QPS Board members Jim Whitfield and Sheldon Bailey
Shane Barnes, QPS Director of Transportation
The five Learning Communities principals: Chrissy Cox, Cindy Crow, Melanie Schrand, Jim Sohn, and Brian Trowbridge
The District specifically sought additional members from our school communities and from the Quincy Community at large, including, but not limited to, the following groups.
Teacher and parent representatives from existing elementary schools
A representative from the Quincy Federation of Teachers and Educational Support Personnel
Current QPS educational support personnel
Staff from Early Childhood and Family Center
The Quincy Human Rights Commission
BATF Goal: Improved educational outcomes and opportunities for all students in the K-5 Community Schools.

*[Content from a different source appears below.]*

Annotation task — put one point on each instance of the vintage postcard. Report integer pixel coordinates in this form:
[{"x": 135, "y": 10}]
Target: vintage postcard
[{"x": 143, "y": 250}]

Achieve balanced demographics among the five elementary schools.
Socioeconomic demographics will be measured by number of students who qualify for free/reduced lunch, race/ethnicity, and number of students with IEPs.
Review current demographic information, enrollment trends, and research on academic benefits of socioeconomic integration.
Determine the guiding principles.
Develop criteria for objective evaluation of the scenarios (prospective boundaries) against the guiding principles.
When possible, physical boundaries, such as highways and highway traffic, industrial and commercial centers, rivers, lakes, and other traffic patterns are used for borders between attendance areas.
Attendance boundaries provide a comparable number of students enrolled in each building.
Draw potential boundary lines and evaluate scenarios.
Host public forums.
Meet to review input from public forums, and incorporate findings into final recommendation to the Quincy Public Schools Board.
Research supporting the benefits of socioeconomic integration:
From "A New Wave of School Integration," an article by Halley Potter, Kimberly Quick and Elizabeth Davies, dated February 9, 2016.
On page 4:
A large body of research going back five decades finds that students perform better academically in racially and socioeconomically integrated schools than in segregated ones.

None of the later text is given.